This morning I strolled a half-mile down the trail, listening to chickadees, an indigo bunting, and dozens of red-winged blackbirds. An ovenbird’s bouncy song rang out from the wooded bluff across the road. And in one of the trees growing on the bluff, on a branch that drooped over the highway, a vulture sat patiently, waiting for something to get clobbered.
I followed the bike trail to Thompson Memorial Park, a hilltop campground in the woods just outside of Elroy. It was only a short walk, but in the time it took for Mary and Dan to fix up my car, a ruby-throated hummingbird revealed the location of her nest. A small flurry of iridescent-blue damselflies entertained me by snatching tiny insects in mid-air. And the blue-winged warbler that I’d been hearing all spring (it sings, “bee buzzzz”) finally showed itself, as it heedlessly chased bugs through the brush.

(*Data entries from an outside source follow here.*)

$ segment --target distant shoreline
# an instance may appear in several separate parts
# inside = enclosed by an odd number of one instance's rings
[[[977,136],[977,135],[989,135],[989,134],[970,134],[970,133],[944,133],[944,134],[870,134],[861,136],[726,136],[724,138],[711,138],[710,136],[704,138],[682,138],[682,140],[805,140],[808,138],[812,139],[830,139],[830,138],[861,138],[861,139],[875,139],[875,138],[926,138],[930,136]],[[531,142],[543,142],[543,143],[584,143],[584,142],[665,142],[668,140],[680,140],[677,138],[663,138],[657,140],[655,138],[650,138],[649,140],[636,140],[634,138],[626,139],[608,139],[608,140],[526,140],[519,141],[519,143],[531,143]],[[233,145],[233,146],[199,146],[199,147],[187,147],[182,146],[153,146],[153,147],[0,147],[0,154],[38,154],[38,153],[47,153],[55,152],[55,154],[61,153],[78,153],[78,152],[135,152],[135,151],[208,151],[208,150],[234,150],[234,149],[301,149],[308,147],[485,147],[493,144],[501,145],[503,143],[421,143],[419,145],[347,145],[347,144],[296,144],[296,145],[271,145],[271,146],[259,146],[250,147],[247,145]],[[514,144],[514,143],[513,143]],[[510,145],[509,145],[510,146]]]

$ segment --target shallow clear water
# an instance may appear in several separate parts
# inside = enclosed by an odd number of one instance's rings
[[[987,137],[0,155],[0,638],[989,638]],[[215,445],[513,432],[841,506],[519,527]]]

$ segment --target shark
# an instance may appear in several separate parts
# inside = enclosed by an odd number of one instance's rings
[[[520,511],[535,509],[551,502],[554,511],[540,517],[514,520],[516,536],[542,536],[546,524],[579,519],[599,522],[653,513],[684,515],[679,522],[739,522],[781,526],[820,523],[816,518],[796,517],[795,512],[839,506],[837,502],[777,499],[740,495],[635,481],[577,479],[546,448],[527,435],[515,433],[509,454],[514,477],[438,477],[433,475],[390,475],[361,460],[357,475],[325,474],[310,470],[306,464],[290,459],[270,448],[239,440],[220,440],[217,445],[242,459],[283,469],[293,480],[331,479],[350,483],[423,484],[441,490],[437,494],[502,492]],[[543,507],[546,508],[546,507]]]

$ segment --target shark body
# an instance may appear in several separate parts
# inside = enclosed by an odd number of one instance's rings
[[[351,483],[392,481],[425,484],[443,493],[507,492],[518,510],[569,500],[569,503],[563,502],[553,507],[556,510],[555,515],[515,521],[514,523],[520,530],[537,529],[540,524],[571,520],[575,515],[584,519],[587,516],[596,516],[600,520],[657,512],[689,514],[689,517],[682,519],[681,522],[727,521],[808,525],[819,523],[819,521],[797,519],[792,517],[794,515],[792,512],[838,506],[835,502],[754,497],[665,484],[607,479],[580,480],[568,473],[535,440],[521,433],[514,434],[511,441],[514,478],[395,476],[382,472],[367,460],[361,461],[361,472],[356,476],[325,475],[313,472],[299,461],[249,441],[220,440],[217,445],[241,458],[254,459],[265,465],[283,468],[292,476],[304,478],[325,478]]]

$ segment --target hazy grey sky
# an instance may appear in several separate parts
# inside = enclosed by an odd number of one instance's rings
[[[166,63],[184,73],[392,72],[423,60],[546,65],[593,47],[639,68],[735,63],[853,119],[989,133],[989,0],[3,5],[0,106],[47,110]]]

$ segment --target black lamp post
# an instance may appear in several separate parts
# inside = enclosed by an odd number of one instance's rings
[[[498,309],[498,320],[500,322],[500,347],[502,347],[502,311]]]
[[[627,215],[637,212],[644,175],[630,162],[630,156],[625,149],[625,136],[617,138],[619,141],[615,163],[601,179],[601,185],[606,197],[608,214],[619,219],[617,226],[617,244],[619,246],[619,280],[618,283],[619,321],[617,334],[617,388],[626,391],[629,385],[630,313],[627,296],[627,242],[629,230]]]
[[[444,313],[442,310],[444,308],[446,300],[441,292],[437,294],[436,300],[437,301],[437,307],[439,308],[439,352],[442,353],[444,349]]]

Wherever you may find yourself with a few minutes that would otherwise be lost – waiting on an oil change, waiting for a ride, waiting for a table to open up at a restaurant – look around. Even in a bleak office park or a barren parking lot, you might find something that’s alive: a valiant weed growing in a pavement crack, a crew of hard-working ants. All those minutes that we often lose to the demands of daily life can instead be opportunities for discovery.